Embracer, owners of Saints Row, Tomb Raider, Dead Island, and the rights to set games in Tolkien’s Middle-earth, isn’t a very popular video game company these days. After spending a decade, between 2013 and 2023, buying up multiple studios and publishers, and even digging up the remains of THQ, the company partially collapsed following the last-minute cancellation of a $2 billion development deal. Now, after some corporate shuffling, Embracer CEO Phil Rogers hopes players and devs will start trusting the company again, even as he teases that more acquisitions could happen in the future.
In a new interview with The Game Business, Rogers, who joined the company near the tail end of its infamous 2020-to-2023 spending spree, explained that the last few years have been a very “humbling experience.” The company has spent the last few years, since that big deal fell through and everything started going wrong, rearranging its assets, selling off parts of itself, and laying off a ton of people. Now, most of its game studios and publishers are part of Fellowship Entertainment, alongside Embracer’s ownership of the Middle-earth and Lord of the Rings IP, which the studio bought up in 2022.
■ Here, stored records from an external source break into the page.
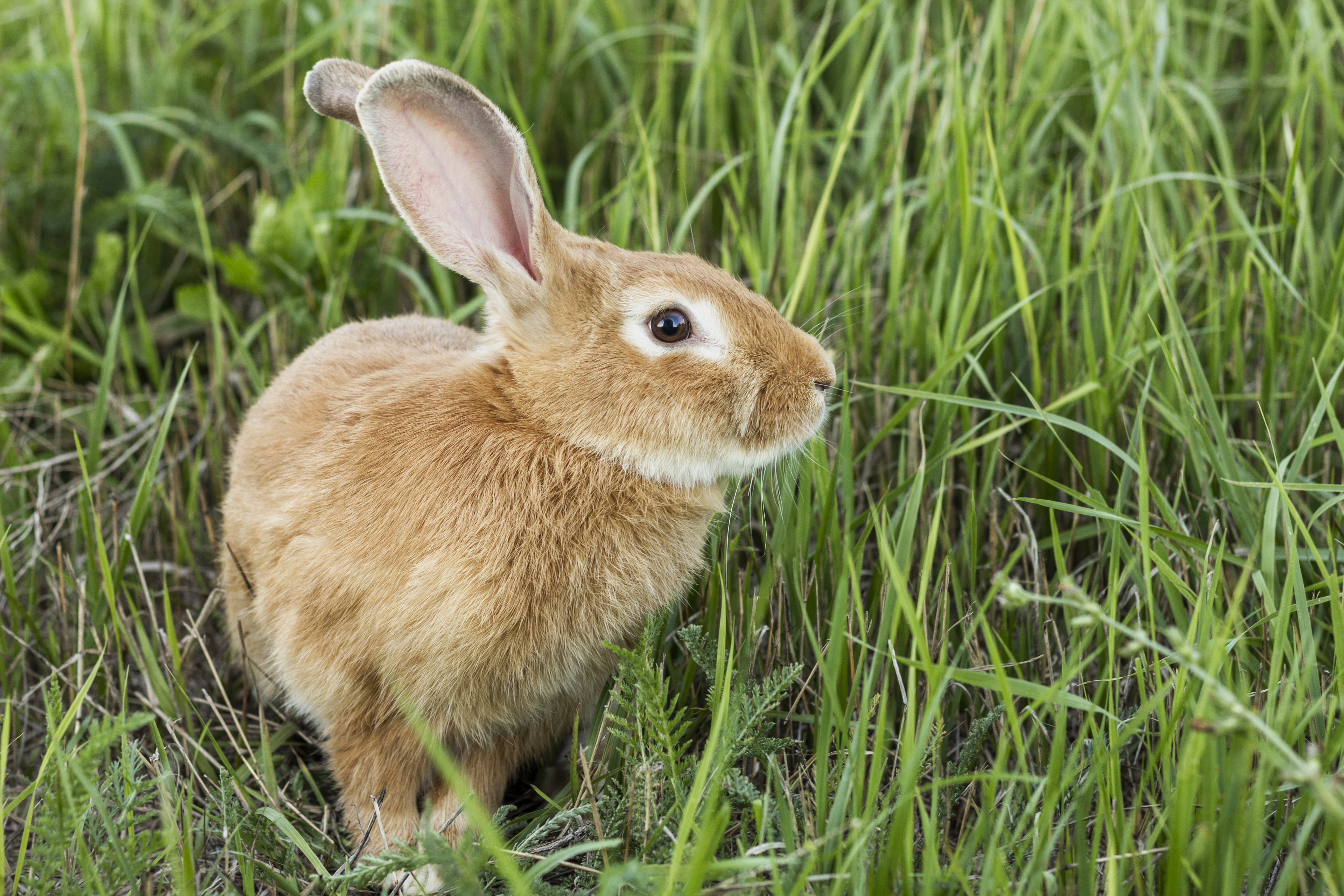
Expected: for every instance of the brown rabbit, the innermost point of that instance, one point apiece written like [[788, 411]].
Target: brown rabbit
[[461, 519]]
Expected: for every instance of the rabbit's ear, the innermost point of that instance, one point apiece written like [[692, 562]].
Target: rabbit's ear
[[333, 85], [459, 172]]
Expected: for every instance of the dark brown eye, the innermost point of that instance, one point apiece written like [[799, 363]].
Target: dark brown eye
[[671, 326]]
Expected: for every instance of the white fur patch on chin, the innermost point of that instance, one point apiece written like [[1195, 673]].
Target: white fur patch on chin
[[686, 469]]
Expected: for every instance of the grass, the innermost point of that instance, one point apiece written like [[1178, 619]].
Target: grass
[[1056, 605]]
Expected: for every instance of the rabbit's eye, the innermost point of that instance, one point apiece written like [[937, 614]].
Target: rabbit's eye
[[671, 326]]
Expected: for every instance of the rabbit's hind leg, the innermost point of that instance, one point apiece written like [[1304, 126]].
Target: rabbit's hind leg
[[365, 760]]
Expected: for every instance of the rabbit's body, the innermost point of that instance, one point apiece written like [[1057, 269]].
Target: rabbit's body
[[486, 590], [421, 515]]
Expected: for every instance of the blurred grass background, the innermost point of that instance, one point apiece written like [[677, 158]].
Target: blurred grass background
[[1054, 605]]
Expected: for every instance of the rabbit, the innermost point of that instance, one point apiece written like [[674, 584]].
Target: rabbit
[[461, 522]]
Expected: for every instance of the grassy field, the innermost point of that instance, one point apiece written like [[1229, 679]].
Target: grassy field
[[1054, 606]]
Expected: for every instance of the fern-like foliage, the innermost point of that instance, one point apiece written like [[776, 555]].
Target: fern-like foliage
[[93, 815]]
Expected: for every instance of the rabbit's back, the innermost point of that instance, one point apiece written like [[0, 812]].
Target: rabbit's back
[[276, 444], [407, 530]]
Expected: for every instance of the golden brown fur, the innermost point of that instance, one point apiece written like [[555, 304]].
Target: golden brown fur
[[463, 520]]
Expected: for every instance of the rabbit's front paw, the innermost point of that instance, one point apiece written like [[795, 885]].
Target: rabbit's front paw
[[413, 883]]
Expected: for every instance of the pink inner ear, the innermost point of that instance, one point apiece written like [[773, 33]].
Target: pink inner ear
[[458, 171]]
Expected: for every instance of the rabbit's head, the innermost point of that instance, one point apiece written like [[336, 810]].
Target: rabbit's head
[[660, 363]]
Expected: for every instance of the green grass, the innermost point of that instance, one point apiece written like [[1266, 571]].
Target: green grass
[[1056, 605]]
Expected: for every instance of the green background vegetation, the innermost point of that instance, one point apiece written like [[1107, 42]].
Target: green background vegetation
[[1054, 605]]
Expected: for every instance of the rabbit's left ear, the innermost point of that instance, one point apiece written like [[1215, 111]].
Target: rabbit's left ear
[[459, 172], [333, 85]]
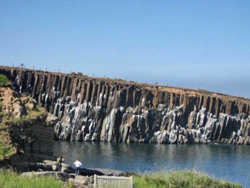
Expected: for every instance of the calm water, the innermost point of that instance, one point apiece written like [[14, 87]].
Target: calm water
[[226, 162]]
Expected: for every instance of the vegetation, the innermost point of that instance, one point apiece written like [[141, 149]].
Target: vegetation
[[3, 80], [12, 180], [179, 179]]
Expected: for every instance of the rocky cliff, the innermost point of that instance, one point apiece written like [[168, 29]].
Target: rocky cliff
[[94, 109], [26, 130]]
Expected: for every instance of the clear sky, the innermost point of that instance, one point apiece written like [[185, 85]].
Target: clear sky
[[194, 44]]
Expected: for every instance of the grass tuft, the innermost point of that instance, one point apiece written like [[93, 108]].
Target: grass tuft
[[12, 180]]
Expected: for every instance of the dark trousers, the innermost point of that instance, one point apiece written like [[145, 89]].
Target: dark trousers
[[77, 170]]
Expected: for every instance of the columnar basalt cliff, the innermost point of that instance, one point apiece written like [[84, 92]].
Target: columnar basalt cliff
[[94, 109]]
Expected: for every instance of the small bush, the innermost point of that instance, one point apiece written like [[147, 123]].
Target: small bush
[[12, 180]]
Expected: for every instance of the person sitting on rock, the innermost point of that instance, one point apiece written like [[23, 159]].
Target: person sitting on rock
[[77, 164], [61, 160]]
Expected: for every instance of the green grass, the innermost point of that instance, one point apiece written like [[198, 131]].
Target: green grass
[[179, 179], [13, 180], [3, 80]]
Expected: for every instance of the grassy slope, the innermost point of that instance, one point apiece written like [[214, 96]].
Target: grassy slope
[[13, 180], [179, 179]]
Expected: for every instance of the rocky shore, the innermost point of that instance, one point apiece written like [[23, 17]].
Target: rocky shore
[[67, 173]]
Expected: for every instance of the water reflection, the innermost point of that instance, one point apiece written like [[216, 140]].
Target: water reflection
[[222, 161]]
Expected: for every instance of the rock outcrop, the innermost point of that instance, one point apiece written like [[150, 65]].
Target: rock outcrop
[[26, 130], [93, 109]]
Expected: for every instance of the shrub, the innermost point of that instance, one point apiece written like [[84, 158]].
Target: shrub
[[3, 80]]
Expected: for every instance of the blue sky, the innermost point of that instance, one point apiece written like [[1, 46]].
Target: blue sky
[[193, 44]]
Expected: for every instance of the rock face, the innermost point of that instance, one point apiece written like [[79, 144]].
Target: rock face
[[92, 109], [26, 129]]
“There’s a lot of reflection on that in terms of how the industry changed and could we have not all predicted this?” said Rogers. “We know we’re on a journey. Internally, it’s about getting in front of [employees] and talking more plainly, which we’ve tried to do. People need to understand what’s going on in the industry, how it impacts us, what we’re doing, what do we want to do more of, perhaps what we want to do less of…so they understand some of the logic.”
As it becomes a more stable company and starts letting its studios have more independence while providing them with the needed resources and access to various IP, like giving Kingdom Come: Deliverance studio Warhorse the chance to make a Lord of the Rings RPG, Rogers seems to hope that Embracer’s image is changing.
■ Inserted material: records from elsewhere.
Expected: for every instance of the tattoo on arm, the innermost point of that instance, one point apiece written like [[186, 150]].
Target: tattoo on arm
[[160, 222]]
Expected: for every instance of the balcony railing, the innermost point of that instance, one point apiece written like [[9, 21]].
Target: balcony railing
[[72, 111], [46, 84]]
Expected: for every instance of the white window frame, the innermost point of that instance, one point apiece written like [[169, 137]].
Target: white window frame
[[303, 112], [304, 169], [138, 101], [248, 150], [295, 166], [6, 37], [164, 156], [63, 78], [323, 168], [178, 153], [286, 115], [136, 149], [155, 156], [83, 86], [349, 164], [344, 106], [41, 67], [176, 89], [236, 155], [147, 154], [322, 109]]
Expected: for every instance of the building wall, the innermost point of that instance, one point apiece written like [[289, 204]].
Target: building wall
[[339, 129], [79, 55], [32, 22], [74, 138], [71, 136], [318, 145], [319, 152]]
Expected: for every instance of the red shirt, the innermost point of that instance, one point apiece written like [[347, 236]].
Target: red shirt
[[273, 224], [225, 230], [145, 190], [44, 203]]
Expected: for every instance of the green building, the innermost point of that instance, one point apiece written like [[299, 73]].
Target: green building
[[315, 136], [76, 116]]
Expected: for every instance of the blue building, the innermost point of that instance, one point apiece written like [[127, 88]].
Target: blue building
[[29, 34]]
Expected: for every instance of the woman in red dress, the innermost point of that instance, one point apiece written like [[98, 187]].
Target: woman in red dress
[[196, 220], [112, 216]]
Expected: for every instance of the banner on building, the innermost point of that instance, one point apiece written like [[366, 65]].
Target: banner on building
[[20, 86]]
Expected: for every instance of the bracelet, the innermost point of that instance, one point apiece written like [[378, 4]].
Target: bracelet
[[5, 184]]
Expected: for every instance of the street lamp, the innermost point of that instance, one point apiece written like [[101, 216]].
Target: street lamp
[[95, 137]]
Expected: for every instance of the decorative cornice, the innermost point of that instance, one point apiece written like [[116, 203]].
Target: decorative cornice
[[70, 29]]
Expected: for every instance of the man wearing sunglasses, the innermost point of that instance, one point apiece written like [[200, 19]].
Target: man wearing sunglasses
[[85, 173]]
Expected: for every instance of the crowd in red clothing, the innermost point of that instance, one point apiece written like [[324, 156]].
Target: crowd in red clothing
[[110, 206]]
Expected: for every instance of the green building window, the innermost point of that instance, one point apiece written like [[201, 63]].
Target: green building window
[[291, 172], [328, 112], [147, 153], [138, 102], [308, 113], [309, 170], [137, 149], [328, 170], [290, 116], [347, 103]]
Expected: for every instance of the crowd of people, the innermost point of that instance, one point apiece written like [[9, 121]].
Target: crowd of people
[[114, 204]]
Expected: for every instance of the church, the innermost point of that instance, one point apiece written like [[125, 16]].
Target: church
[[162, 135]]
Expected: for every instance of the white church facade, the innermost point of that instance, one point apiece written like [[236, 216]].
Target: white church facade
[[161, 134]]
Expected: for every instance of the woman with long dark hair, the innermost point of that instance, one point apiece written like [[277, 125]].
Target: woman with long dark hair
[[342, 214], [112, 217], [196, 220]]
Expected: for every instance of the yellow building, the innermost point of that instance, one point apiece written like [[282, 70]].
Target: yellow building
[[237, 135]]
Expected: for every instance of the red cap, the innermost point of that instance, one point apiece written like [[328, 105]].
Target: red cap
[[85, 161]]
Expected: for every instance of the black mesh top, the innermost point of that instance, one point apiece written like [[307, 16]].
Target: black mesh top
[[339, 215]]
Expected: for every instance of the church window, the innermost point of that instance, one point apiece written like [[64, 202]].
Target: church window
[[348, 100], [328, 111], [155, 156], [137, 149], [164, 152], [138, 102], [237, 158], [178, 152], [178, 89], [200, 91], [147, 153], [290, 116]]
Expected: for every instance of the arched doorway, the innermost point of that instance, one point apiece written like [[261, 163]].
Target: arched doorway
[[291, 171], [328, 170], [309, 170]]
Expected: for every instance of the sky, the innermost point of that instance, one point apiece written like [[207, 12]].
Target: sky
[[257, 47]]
“I’d hope trust is improving,” said Rogers. “In the industry, if you poll 100 people [asking] what they think about Embracer…whatever that score is, I want it to be better in a year, two years, five years, and that’s the pragmatism. Lots of companies in this industry have had tough times, and then reset and rethink things, and then improve. We’re absolutely in that camp.”
Embracer ain’t done buying up game companies
Of course, in this same interview with Game Business, Rogers goes on to suggest that Embracer, a company that became hated by many over the last few years after buying up a large chunk of the game industry and handling those assets poorly, is still open to future acquisitions and mergers. However, it would now be done with “learnings.”
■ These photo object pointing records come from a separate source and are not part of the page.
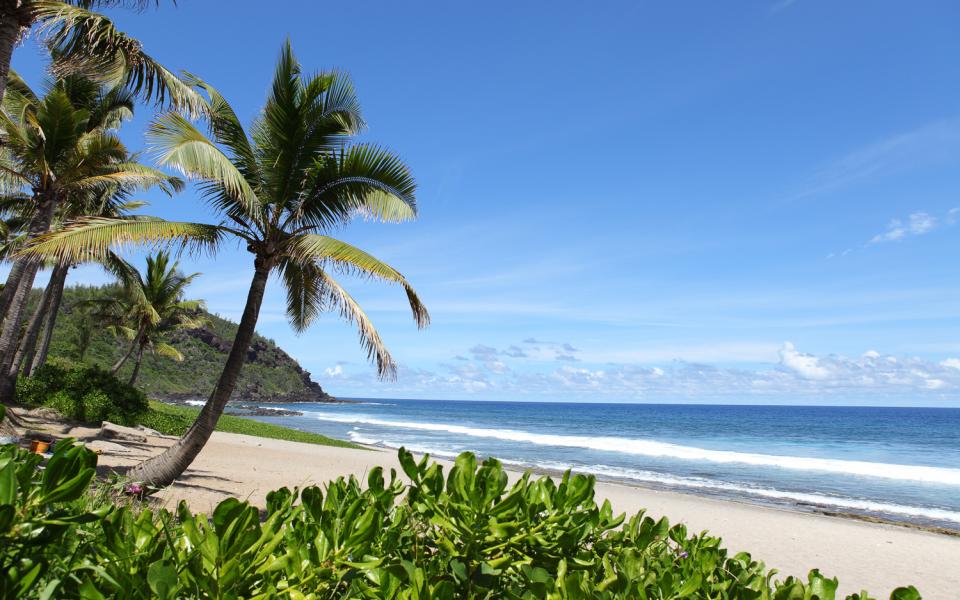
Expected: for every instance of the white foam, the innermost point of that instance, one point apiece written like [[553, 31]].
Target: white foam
[[701, 484], [938, 475]]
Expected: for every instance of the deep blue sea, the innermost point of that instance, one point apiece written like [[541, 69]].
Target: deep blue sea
[[896, 463]]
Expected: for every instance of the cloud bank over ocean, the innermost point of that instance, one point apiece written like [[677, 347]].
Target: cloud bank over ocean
[[558, 371]]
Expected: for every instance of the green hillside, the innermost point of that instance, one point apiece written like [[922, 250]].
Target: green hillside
[[270, 374]]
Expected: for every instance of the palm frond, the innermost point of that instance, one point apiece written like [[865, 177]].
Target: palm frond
[[131, 176], [227, 129], [93, 238], [310, 290], [88, 43], [362, 179], [167, 351], [177, 143], [350, 259]]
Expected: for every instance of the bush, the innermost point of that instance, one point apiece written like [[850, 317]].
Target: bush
[[83, 393], [466, 535]]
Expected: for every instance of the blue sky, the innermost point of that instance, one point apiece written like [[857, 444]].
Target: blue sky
[[626, 201]]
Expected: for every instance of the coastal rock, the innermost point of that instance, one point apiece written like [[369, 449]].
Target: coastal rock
[[112, 431], [148, 431]]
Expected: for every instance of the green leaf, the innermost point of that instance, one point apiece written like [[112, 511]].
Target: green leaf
[[162, 579]]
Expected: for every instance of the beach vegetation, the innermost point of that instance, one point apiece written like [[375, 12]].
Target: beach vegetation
[[84, 393], [58, 148], [281, 190], [469, 533]]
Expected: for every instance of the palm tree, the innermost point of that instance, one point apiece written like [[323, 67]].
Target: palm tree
[[55, 148], [86, 42], [281, 190], [111, 202], [146, 307]]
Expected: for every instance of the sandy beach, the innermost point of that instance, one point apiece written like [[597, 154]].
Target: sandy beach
[[871, 556]]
“Funding for any [acquisition] would come through organic cash flows, which is really important to mention. The Embracer [segment] has a lot of businesses that have created good positions. Some of them are very specialized. And again, if M&A can help grow those businesses, then it’s in the cards,” said Rogers.
“If you’re making profits, you’re making cash. And that will give us an opportunity to look at M&A as an option.”
You know how Lucy would hold that football and let Charlie Brown try to kick it and would swear she totally wouldn’t yank it away at the last moment? That she was better now, or had learned something, or whatever? That image is popping into my mind as I listen to the CEO of Embracer, of all companies, suggest it wants to buy more companies in the future while telling everyone it has learned and hopes you all trust them more.